Do not confuse shadowing with volunteer or service work. It is very reasonable to shadow physicians or dentists or other providers. They can share their experiences with you, and you can get a view of their work life. Try the Career Center Alumni Career Advisory Network as one way to make contacts and possibly arrange a shadowing experience. But shadowing does not allow you to do something directly for patients or others in need. Shadowing is only one component of your preparing yourself experientially for your future health profession.

Finally, if you tell schools that you want to be a doctor because you want to help people, you should be able demonstrate that in the activities in which you have participated. Volunteer work or community service activities are concrete ways of following up your interests.
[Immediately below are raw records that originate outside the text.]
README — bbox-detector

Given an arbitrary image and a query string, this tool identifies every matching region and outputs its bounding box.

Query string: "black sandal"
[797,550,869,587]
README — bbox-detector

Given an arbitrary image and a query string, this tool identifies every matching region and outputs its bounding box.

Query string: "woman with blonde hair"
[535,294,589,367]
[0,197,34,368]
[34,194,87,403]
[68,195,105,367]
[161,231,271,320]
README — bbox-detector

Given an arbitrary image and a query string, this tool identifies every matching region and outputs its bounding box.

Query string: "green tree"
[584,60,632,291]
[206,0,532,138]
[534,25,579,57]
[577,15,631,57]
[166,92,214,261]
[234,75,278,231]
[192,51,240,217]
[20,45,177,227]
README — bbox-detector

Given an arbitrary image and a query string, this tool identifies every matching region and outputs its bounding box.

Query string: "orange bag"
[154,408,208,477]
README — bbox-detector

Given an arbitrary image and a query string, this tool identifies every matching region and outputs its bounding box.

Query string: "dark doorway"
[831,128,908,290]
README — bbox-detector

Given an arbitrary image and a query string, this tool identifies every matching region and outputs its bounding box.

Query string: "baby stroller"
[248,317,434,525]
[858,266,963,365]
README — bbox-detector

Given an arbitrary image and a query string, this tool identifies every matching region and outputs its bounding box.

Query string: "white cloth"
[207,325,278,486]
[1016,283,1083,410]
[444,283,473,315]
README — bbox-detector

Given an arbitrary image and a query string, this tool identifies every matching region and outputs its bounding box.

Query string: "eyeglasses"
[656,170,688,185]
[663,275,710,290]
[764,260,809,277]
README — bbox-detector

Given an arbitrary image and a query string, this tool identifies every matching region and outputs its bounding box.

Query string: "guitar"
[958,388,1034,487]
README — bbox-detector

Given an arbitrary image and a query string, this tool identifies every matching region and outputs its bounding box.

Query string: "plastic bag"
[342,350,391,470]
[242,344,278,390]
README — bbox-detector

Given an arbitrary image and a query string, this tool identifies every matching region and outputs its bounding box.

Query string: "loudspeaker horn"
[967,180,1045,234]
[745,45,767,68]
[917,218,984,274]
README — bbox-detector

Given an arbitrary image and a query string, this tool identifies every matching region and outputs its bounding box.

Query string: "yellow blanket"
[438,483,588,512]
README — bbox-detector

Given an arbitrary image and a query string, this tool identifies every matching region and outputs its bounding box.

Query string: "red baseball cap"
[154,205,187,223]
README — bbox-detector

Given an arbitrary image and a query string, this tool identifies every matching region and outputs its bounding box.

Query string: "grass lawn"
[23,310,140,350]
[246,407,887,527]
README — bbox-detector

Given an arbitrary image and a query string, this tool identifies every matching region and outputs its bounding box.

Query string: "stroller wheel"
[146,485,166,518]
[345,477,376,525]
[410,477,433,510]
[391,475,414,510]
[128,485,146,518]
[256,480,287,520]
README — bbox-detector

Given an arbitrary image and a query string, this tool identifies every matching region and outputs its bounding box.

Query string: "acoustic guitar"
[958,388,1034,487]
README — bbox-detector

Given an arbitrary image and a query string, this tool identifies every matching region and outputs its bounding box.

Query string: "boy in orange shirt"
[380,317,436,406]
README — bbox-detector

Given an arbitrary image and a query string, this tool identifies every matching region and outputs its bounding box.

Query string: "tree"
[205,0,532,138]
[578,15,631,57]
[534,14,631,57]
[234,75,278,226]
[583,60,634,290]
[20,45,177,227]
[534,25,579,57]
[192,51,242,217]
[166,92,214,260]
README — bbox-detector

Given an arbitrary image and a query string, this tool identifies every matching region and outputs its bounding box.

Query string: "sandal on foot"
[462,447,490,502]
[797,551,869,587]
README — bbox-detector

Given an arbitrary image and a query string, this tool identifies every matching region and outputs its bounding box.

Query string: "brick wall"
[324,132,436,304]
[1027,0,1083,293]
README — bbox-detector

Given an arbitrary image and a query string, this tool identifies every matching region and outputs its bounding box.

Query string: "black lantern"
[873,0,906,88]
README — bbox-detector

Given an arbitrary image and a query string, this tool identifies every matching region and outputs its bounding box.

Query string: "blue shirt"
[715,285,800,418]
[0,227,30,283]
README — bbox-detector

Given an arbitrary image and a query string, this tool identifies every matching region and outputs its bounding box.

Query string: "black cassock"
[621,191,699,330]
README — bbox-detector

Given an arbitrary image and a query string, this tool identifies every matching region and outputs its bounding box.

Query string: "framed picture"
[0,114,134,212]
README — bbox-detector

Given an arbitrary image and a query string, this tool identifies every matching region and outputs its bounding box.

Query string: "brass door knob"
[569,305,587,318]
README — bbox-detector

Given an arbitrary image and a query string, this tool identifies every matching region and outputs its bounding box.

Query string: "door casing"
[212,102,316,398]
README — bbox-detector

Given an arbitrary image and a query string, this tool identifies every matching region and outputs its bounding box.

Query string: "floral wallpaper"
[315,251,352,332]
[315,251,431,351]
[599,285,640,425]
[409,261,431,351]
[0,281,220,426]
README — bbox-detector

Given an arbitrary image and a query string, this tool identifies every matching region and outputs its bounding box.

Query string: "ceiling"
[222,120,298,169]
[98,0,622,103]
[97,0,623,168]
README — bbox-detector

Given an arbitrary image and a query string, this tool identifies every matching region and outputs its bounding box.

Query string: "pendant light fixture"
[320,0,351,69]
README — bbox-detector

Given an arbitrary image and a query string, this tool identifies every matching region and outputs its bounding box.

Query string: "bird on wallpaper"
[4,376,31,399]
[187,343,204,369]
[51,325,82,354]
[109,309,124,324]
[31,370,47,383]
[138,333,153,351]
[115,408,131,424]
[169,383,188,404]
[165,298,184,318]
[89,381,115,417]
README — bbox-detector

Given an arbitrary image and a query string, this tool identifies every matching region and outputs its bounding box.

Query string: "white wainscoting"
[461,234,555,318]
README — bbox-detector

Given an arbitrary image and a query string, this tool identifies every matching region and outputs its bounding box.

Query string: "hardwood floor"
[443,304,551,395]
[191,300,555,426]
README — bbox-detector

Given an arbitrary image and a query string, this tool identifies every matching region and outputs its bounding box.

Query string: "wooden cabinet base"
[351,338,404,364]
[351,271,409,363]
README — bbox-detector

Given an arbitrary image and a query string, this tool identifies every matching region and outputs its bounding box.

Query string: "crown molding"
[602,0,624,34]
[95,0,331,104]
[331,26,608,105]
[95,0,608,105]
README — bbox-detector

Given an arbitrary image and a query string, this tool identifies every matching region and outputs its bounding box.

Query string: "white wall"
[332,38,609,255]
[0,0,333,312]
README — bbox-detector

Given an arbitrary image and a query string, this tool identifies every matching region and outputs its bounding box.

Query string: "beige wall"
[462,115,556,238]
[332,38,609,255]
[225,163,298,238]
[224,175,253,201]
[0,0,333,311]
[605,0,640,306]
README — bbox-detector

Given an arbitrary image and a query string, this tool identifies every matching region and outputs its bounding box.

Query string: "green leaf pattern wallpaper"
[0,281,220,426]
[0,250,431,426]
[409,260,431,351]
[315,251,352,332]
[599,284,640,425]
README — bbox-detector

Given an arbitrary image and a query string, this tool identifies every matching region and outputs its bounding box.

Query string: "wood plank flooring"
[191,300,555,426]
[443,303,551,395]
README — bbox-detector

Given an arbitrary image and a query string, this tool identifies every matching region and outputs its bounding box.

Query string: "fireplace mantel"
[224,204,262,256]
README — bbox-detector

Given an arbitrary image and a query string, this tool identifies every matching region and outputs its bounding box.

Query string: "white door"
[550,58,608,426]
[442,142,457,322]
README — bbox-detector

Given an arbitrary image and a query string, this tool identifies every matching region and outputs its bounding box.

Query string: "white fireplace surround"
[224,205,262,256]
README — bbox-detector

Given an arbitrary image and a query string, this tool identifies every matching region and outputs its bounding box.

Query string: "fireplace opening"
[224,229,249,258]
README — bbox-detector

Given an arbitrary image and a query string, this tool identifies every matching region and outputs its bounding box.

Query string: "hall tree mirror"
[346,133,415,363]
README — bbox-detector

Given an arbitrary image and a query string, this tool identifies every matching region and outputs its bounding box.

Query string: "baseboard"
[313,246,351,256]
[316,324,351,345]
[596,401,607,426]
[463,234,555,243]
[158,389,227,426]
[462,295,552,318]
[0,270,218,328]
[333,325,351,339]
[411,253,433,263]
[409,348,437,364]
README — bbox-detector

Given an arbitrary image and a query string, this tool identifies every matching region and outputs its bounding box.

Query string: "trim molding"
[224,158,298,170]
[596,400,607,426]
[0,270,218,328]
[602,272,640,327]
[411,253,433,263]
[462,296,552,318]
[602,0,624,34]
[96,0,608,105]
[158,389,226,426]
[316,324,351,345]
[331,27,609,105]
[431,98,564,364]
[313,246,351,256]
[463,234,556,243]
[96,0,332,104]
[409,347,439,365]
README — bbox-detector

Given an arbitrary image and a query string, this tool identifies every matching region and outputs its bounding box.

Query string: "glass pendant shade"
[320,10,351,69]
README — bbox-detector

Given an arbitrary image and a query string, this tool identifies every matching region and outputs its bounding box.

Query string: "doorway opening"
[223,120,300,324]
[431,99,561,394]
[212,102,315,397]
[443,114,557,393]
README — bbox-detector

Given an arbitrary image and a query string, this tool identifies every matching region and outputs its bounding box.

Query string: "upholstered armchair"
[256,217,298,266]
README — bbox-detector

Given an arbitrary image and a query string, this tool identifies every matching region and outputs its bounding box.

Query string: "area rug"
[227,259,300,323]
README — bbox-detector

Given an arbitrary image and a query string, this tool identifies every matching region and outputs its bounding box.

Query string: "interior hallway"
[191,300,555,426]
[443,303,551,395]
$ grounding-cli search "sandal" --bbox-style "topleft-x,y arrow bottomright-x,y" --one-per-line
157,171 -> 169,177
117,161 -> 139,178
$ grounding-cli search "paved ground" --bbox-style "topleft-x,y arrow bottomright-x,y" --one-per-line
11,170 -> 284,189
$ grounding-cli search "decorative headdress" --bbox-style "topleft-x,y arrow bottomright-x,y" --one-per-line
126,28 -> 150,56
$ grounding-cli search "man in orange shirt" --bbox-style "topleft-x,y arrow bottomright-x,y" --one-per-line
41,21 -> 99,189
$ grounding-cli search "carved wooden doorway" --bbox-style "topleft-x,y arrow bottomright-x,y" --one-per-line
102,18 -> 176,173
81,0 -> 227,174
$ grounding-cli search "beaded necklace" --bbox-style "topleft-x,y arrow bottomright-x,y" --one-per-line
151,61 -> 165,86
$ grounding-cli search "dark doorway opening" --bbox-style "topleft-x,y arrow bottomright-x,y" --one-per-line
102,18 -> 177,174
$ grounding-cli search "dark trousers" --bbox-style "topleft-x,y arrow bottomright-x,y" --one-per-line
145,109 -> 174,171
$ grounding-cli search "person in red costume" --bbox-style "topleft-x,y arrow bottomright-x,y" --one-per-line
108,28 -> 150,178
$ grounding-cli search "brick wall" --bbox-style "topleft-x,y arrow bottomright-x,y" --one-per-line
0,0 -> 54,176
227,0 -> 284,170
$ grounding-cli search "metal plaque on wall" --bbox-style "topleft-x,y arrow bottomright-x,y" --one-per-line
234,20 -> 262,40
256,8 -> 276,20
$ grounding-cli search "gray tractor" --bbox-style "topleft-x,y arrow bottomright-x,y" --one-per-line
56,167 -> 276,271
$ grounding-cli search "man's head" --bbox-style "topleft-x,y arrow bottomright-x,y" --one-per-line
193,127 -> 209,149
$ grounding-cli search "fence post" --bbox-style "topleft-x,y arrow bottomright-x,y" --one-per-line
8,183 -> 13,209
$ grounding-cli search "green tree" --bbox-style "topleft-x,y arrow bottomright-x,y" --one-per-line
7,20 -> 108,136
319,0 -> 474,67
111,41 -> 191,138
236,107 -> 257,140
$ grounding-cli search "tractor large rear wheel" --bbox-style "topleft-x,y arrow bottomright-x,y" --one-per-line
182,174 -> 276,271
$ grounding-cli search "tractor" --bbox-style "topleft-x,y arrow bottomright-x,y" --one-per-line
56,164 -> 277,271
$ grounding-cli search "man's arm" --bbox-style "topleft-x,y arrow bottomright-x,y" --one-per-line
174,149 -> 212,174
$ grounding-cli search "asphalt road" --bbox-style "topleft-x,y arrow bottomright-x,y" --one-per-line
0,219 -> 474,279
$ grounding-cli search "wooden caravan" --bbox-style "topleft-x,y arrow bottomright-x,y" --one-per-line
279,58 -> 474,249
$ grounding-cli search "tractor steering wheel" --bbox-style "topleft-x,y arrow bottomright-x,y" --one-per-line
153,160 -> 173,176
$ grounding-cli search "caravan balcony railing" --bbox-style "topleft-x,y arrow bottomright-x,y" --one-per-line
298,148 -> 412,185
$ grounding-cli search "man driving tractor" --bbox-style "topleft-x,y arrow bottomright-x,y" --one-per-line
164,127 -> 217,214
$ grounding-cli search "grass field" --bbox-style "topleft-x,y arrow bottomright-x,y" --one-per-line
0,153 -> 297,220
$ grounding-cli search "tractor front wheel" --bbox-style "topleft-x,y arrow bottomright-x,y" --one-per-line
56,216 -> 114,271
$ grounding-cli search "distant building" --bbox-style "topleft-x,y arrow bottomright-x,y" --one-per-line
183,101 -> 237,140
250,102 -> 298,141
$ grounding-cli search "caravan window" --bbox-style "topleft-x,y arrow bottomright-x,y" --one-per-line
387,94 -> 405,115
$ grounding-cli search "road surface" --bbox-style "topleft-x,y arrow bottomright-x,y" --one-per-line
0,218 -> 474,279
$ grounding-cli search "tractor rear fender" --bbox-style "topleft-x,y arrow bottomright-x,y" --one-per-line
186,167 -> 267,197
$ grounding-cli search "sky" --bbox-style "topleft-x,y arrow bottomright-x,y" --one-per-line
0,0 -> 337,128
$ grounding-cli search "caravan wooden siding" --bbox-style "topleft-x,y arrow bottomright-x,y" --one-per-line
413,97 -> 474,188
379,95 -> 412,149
What about international medical programs?

There are a plethora of opportunities for legitimate international health work, and also for “voluntourism.” Be honest with yourself about why you want to do these, and about how they impact the people they are supposed to be helping. Recent concerns about ethical issues raised by some of these experiences and activities have prompted guidelines from both the AAMC and ADEA. Please read them before proceeding: Guidelines for Premedical Students & Guidelines for Predental Students 

Tufts University is an institution with a commitment to active citizenship and global awareness and involvement. Hence you can find multiple opportunities through Tufts. In the near future, a new site will be launched by Tufts that will attempt to pull all these together and will be a good starting point for you. In addition, you can look at the international opportunities listed on the left sidebar of this page. Career Center has a section under their job listings for short-term opportunities that are often international and health or service oriented.

All of these have the potential of being wonderful experiences for you while still truly helping those in the places where you go. But remember that there is great need in this country as well, and that understanding our own health care delivery system (the one in which you are most likely going to train and then work) is important. You should be sure to have some domestic experiences as well.